CHAPTER 1

SEERA POV

I can't even cry anymore. I just sit here, on the floor, staring at absolutely nothing as the bruises swell and my cuts stop bleeding. My face is always left flawless. You would never be able to see anything unless I was in short sleeves and skirt, which is improper clothing anyway so I never wear it. Lost in my thoughts, I feel someone pick me up and carry me to my room. He puts me on the little cove of my window, my favorite spot. He sits in front of me and takes my hands.

"It's ok Seera." He says quietly, "I'll take you away from here, you don't deserve this. You're a princess, you should have more. I'll get you a big house, the best brooms…anything you want. I can get it for you now. Trust in me, and only me, my Half-Blood Princess."

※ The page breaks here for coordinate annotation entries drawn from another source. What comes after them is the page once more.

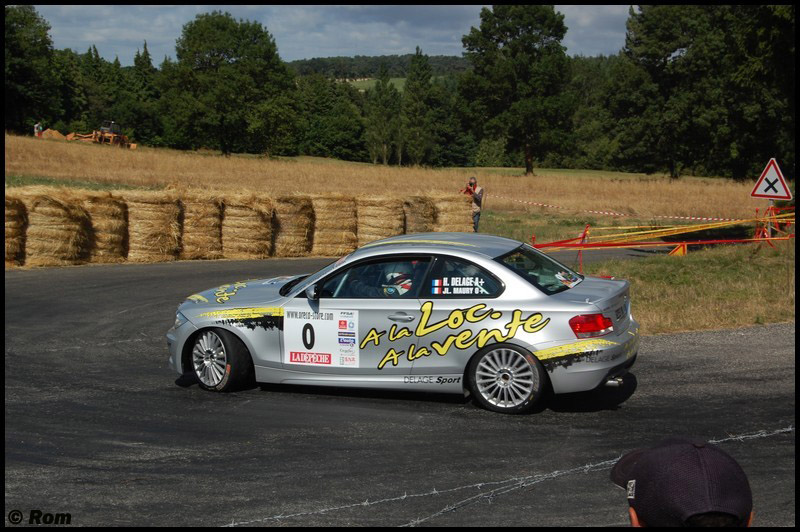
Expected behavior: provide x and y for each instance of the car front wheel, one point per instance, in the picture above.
(506, 379)
(221, 361)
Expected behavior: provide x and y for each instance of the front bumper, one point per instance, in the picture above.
(176, 339)
(584, 365)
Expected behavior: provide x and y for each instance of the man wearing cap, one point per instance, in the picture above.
(684, 482)
(476, 192)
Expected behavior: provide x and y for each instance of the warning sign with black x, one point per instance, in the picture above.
(771, 184)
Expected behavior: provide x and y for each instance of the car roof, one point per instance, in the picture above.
(461, 243)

I feel my brother's arms wrap around me, I want to hug him back and say, "I know Severus, you're the only one I trust, I love you Severus." But I can't. I can't lift my arms or get my voice to work. This always happens. I jump as I hear my Dad stomping around downstairs. He'll probably come back up here in an hour or so wanting dinner.

Why couldn't mom take us with her? Why did she leave us here? At least I can find some relief, we leave for Hogwarts tomorrow. I won't have to see Father again until next summer. I lean my head on Severus' shoulder and look out the window. I can see the birds flying to the shelter of the forest. A storm is coming.

"SEERA! WHY AREN'T YOU IN THE KITCHEN?! DON'T MAKE ME COME UP THERE SEERA!"

I clench my arms around Severus and bury my head in his chest. I don't have much time before Father comes up and throws me down the stairs again. I stand up slowly and carefully limp to the stairs. I can feel Severus' eyes on me. His steel eyes filled with hate, sadness and love. It gets harder and harder to look at them. When I get to the kitchen he's there. I keep my eyes down as his dark brown matted hair turns to me.

"I see you finally came down." His voice is husky from all the yelling and his vile gaze is upon me, "you better make me something good.

"Yes Sir." I whisper.

"Did I say you could talk?! Now shut up and cook."

He walks out and I close my eyes with a sigh. I jump when I hear the door close, but I quickly start cooking. Just one more night, and then I'll be able at school. Then I'll go to my castle with my Half-Blood Prince, and I'm the Princess.

URSA POV

I managed to wake up, and have a moment to breathe before Bella stormed in.

"YOU'VE SLEPT WITH LUCIUS?!" she screamed. I blinked and tried to relax as her nails dug into my scalp. Then I started laughing.

"You didn't know? He's slept with everything!" I felt tears pour out of my eyes, tears of pain from her grip and happiness because finally I had done something scandalous enough to shock my deranged sister.

I managed to turn my head, ignoring her shrieks and threats, and saw my two sisters Cissa and Dromdea. They just stood there; Cissa with her bitchy expression on, and Dromdea wide-eyed. Wasn't she used to this by now?

I pried myself from Bella's grip and pushed through my sisters, Bella's knife missing me by an inch. I smirked, and ran into the bathroom, locking it. I leaned against the door, hearing Cissa and Bella screaming at each other.

Now, Lucius was a man whore. He had more experience in a bedroom than Bella, and that was really saying something. Of course I was going to sleep with him; Cissa and Bella did too.

I started to put my hair up and stared at my reflection. No bruises, that was good. Me and Cissa looked too much alike though; sometimes I wish I hadn't been born Narcissa Black's less hot identical twin sister. Did that even make sense? Whatever, not that it matters. This year is going to be different. I finished the messy bun and lightly curled the few strands that I had let escape. My hair was so boringly straight; I don't understand how Cissa could always leave it down. I smile at my reflection and give myself a wink. That's right, tomorrow we return to Hogwarts. Cissa and I will be in our 5th year.

I stare at my reflection for a few more minutes before I walk back out. Not because I like looking at myself, though I admit I like what I see, but because I let my mind wander, over Lucius, my secret crush, Severus and Seera, and what this year might hold for me. For us. I give myself an approving nod and step out of the bathroom facing the anger of my sisters; they'll soon get over it. Well, Bella will anyway.